Découverts dans la noblesse de « Mad Love In New York » et la réconciliation avec Robert Pattinson dans « Good Time », les frères Benny et Josh Safdie se sont fait une réputation et ils inaugurent de l’espoir dans cette filiale du cinéma qu’est Netflix. Qu’on apprécie ou non le concept, ces réalisateurs sauront jouer avec les attentes et la folie du spectateur, comme du personnage central. Dans ce polar fou furieux, l’intrigue nous emmène dans un « No Man’s Land », quelque part entre les enfers et le paradis, mais inutile de préciser que beaucoup de choses vont mal tourner et vont précipiter les enjeux à un niveau où la fibre du hasard sera notre seule échappatoire.
On nous introduit Howard Ratner, bijoutier et acheteur-parieur compulsif. Il vit constamment sur le fil entre la réussite et le désastre, mis quand le destin vient frapper à sa porte, il ne peut plus reculer et fonce droit dans une pente dont il serait possible de faire marche arrière… quoique.

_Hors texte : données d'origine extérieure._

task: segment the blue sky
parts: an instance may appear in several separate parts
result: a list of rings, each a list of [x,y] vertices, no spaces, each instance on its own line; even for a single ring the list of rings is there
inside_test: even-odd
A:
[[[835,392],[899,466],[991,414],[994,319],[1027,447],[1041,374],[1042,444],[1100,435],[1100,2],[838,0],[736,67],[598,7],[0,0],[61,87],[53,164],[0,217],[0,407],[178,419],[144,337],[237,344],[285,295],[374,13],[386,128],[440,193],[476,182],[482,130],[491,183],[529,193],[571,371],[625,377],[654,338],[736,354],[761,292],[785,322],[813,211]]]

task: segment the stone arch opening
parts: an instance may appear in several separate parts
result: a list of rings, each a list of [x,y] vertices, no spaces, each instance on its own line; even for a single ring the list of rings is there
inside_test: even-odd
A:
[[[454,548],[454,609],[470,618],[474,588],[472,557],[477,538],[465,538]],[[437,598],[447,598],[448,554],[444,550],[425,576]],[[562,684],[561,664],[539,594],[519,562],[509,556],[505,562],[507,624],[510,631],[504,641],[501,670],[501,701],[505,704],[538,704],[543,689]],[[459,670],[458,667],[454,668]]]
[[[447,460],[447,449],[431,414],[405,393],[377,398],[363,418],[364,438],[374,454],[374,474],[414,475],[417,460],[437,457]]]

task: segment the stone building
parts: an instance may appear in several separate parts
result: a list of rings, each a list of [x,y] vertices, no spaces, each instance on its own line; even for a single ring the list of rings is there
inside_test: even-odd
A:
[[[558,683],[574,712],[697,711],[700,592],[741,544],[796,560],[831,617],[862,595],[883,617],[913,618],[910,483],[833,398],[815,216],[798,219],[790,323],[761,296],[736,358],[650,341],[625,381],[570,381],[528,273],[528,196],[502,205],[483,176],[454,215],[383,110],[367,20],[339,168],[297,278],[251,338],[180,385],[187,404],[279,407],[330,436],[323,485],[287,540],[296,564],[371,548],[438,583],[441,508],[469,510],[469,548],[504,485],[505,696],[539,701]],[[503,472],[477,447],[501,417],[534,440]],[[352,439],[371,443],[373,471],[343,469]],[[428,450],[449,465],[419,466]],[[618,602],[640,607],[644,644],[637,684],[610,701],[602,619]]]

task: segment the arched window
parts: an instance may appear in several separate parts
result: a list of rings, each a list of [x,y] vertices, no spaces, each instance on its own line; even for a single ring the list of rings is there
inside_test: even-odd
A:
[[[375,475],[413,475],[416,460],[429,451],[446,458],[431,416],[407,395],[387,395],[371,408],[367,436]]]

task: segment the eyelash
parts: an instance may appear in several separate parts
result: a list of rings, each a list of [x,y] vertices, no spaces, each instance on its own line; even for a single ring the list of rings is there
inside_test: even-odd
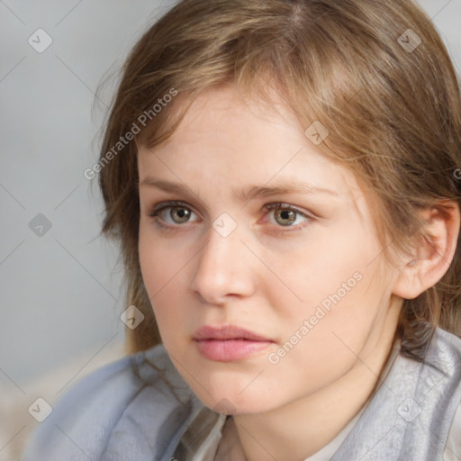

Adam Sandler le campe avec une justesse, réhabilitant ainsi le comédien qui s’est souvent enfermé dans des comédies inintéressantes, voire ridicules. Même s’il faut parler divertissement, la sensation ira à l’opposé à ce qu’on lui aurait associé. Mais nous le sentions déjà plus mature, notamment avec son passage derrière la caméra de Paul Thomas Anderson dans « Punch-Drunk Love » et il le démontre avec une puissance émotionnelle qui évoque l’art abstrait, mais qu’on prend soin de voir briller le temps d’un espoir avant de le voir replonger dans une spirale chaotique. Il constitue cet amas d’énergie qui perd en intensité et qui engendre les collisions les plus improbables et les plus vicieuses. Et c’est justement dans ce contexte ardent qu’on le verra évolue et au cœur d’un récit New-Yorkais frénétique et rocambolesque.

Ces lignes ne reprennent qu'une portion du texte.